Godsey is the first American Olympic contender in any sport to openly identify as transgender.
I take a lot of pride in the fact that I have a good amount of muscle mass, and I've done it naturally. But in some ways, this is the last body I would ever want.
--Godsey
When not throwing the hammer, Keelin lives as a man with his fiancée, Melanie Herbert in their North Adams, MA, home.
I'm a female when I compete. Every day I have to sweat, stress and freak out. How do I look? What is someone going to think of me? Is someone going to say something at a track meet?
NPR also did a story about Godsey
The former Bates College athlete
finished fifth in the 2011 Pan American Games women's hammer throw last October. He was second among US athletes behind Amber Campbell.
Yollada “Nok” Suanyot was already one of Thailand's more famous "lady boys". There will be no shutting her up now: Nok has gathered enough votes to defeat a ruling party candidate in provincial elections in Nan, which is near the Thai/Laos border. Competing as an independent, she did not have the financial backing as her Pheu Thai (ruling party) opponent did for "a top position commanding provincial finances".

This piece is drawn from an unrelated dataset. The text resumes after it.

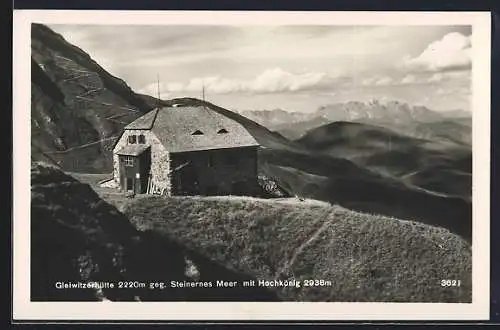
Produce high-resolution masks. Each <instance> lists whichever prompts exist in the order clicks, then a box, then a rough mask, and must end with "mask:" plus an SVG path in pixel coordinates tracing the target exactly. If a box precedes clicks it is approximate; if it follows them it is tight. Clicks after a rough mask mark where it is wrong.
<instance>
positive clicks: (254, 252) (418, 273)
mask: <svg viewBox="0 0 500 330" xmlns="http://www.w3.org/2000/svg"><path fill="white" fill-rule="evenodd" d="M124 213H125V214H126V215H127V216H128V217H129V218H130V219H131V221H132V223H134V224H135V225H136V226H137V227H138V228H140V229H142V230H144V229H152V230H154V231H155V232H158V233H162V234H163V235H165V236H166V237H168V238H169V239H173V240H175V241H177V242H179V243H180V244H183V245H186V246H188V247H190V248H192V249H194V250H196V251H199V252H200V253H202V254H203V255H205V256H207V257H209V258H211V259H212V260H214V261H217V262H219V263H221V264H224V265H227V267H230V268H232V269H234V270H239V271H243V272H248V273H251V274H253V275H254V276H255V277H256V278H258V279H264V280H272V279H275V278H280V279H286V278H292V277H293V278H295V279H299V280H304V279H324V280H330V281H332V286H331V287H322V288H303V287H302V288H300V289H287V288H278V289H277V290H278V293H279V295H280V296H281V297H282V298H283V299H286V300H296V299H299V300H305V301H325V300H326V301H412V302H430V301H442V302H470V299H471V248H470V246H469V245H468V244H467V243H466V242H465V241H464V240H462V239H461V238H459V237H458V236H455V235H453V234H451V233H450V232H448V231H447V230H444V229H439V228H434V227H430V226H426V225H422V224H418V223H414V222H408V221H401V220H397V219H393V218H387V217H381V216H373V215H368V214H361V213H356V212H352V211H349V210H346V209H344V208H342V207H339V206H334V207H325V206H321V205H309V204H304V203H300V202H298V203H297V204H295V205H291V204H290V203H288V204H287V205H283V203H279V202H275V203H273V202H270V201H262V200H257V199H242V198H236V199H227V200H223V199H218V200H216V199H210V198H187V197H184V198H180V197H179V198H162V197H148V198H141V199H140V200H138V201H131V202H130V203H128V204H127V205H126V207H125V210H124ZM444 278H456V279H461V281H462V286H461V287H460V288H458V289H457V288H455V289H446V288H441V287H440V286H439V281H440V280H441V279H444Z"/></svg>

Nok had to make do with notoriety. She is a former member of a transgender entertainment group called Venus Flytrap (she was called Posh Venus) and once upon a time used a fake ID to enter and win women's beauty pageants. She also formed the TransFemale Association of Thailand (they have a website...in Thai), which openly called for state-funded sex changes and the right of transpeople to raise children.
Yollada’s campaign platform is standard political fare: promises of a tourism drive, improved educational services for youth, support service for the elderly and a 24-hour emergency help line.
There is
a pre-election interview with Nok here.
Jennifer Braly was distressed when word got out on campus that she was transgender (possibly because she was lecturing about being transgender to psychology classes until the school put an end to that). Previously, since the State of Arkansas legally recognized her as a woman, she had safely used women's restrooms. But when it became known she was transgender, people started to express discomfort sharing the restroom with her.
So the University of Arkansas-Fort Smith instituted a policy designating gender neutral/unisex bathrooms for transgender students to use.
[Note: As a transwoman faculty member at the University of Central Arkansas in the 1990s, the only unisex bathroom on the whole campus was in the President's office.]
Not wanting to spend uncomfortable amounts of time walking across campus to find a unisex bathroom when the need arose, Braly contacted the Department of Justice, inquiring whether this treatment might not amount to sex discrimination.
Consistent with their policy in such matters, the DOJ notified UAFS that there had been a complaint and that it would be investigated. In response, after consultation with attorneys, the school changed its policy:
Previously UA Fort Smith designated gender neutral or unisex bathrooms for transgendered individuals. This change was made in consultation with the UA system's Office of General Counsel. The new policy allows Jennifer to use the women's restroom on campus.
Here is a link to a video, which I am not embedding because it starts automatically. I find that extremely annoying.
The university says that it will not tolerate discrimination of any kind.